As described above, in the case of selling holdings (shares) in a procedure other than on the basis of a sale agreement, and particularly by way of enforcement as well as by the creditor filing a declaration on taking over ownership of pledged holdings (shares), the Agency has the right to file a declaration on acquiring the holdings (shares) against payment of a monetary equivalent corresponding to their market value. If the Agency does not file a declaration, the holdings (shares) can be acquired by an entity bidding for them under an enforcement procedure, or also by a creditor filing a declaration on taking over their ownership. However, if the Agency files a declaration on acquiring the holdings (shares), in a situation where the monetary equivalent does not follow from the content of an act in law, a decision by a court or by other authorities, the Agency will specify that equivalent. If a holder (shareholder) does not agree to the Agency’s price, it can go to court to determine the monetary equivalent of the market value of the holdings (shares). However, one might reflect whether the pledgee has such a right (as the acquirer) if it takes over the ownership of the subject of security (holdings or shares) to satisfy its receivable (the Act provides for an “appropriate application” of Article 3 par. 8).

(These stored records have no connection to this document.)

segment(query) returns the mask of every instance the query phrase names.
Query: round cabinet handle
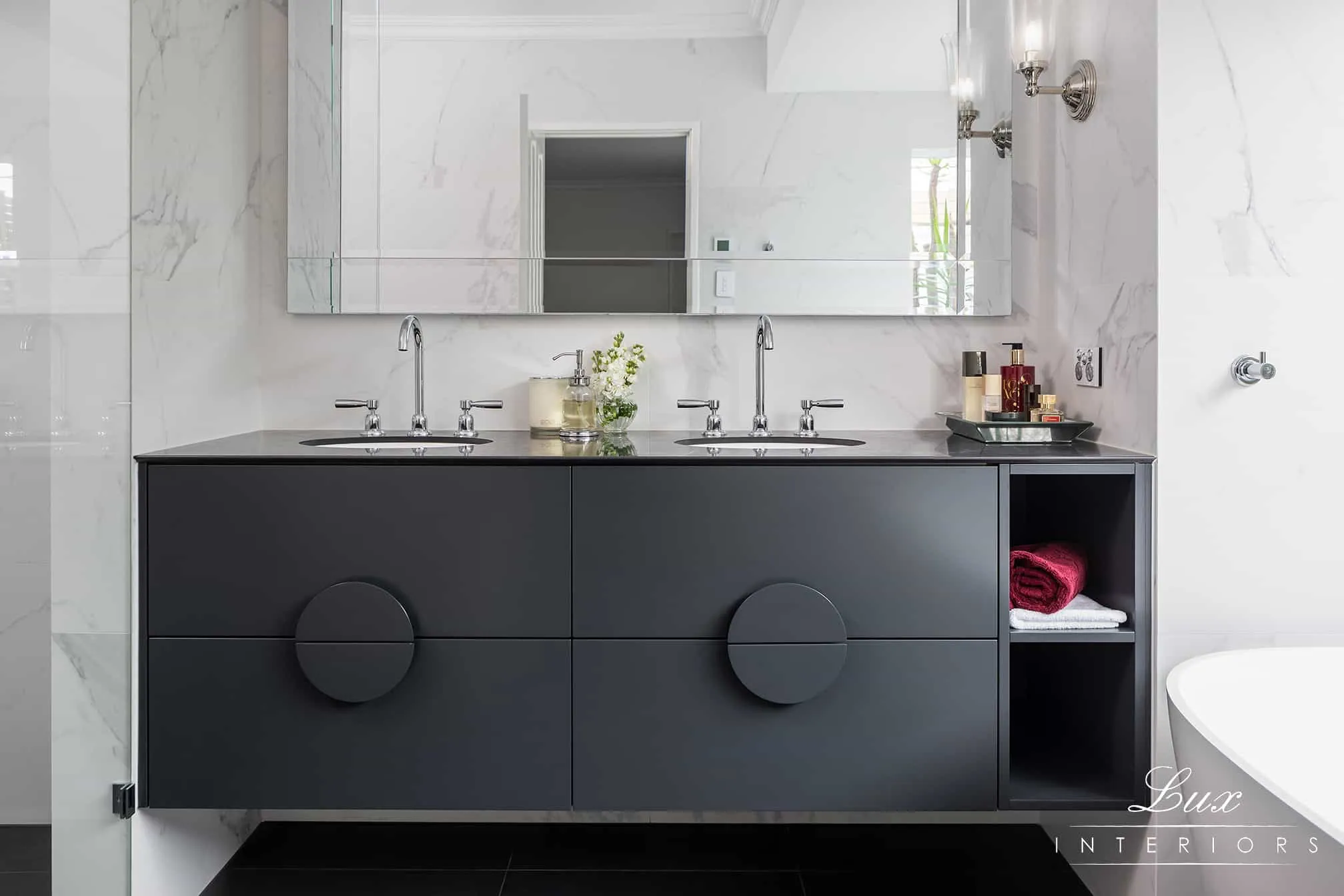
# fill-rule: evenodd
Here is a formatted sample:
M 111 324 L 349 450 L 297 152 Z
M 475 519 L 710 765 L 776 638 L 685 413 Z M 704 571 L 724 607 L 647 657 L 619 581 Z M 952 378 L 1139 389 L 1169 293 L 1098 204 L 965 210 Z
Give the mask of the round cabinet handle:
M 848 653 L 831 600 L 785 582 L 753 592 L 728 625 L 728 662 L 747 690 L 777 705 L 806 703 L 835 684 Z
M 415 656 L 415 631 L 401 600 L 368 582 L 320 591 L 294 629 L 298 668 L 340 703 L 368 703 L 402 682 Z

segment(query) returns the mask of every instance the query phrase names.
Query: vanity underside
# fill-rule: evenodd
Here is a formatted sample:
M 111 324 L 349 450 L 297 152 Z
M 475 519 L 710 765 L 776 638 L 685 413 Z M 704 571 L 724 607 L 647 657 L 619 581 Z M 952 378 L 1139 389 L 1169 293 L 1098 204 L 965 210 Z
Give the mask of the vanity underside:
M 1118 809 L 1150 467 L 141 462 L 141 806 Z M 1120 630 L 1009 631 L 1068 540 Z

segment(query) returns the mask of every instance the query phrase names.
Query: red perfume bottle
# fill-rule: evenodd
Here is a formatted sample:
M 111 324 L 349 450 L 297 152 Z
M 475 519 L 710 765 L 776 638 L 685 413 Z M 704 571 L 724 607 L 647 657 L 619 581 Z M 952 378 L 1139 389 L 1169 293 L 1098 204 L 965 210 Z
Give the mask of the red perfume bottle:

What is crucial from the perspective of the practice of trading and the securing of creditors is that one question of how to interpret the new regulations will be: to whom should money be paid by the Agency if it exercises the right to acquire holdings or shares in the event of an unsuccessful takeover of the holdings or shares by the pledgee? Obviously it would be more advantageous for the creditor to assume that the Agency will file the declaration on exercising its right with respect to the pledgee, and will also pay the pledgee the money.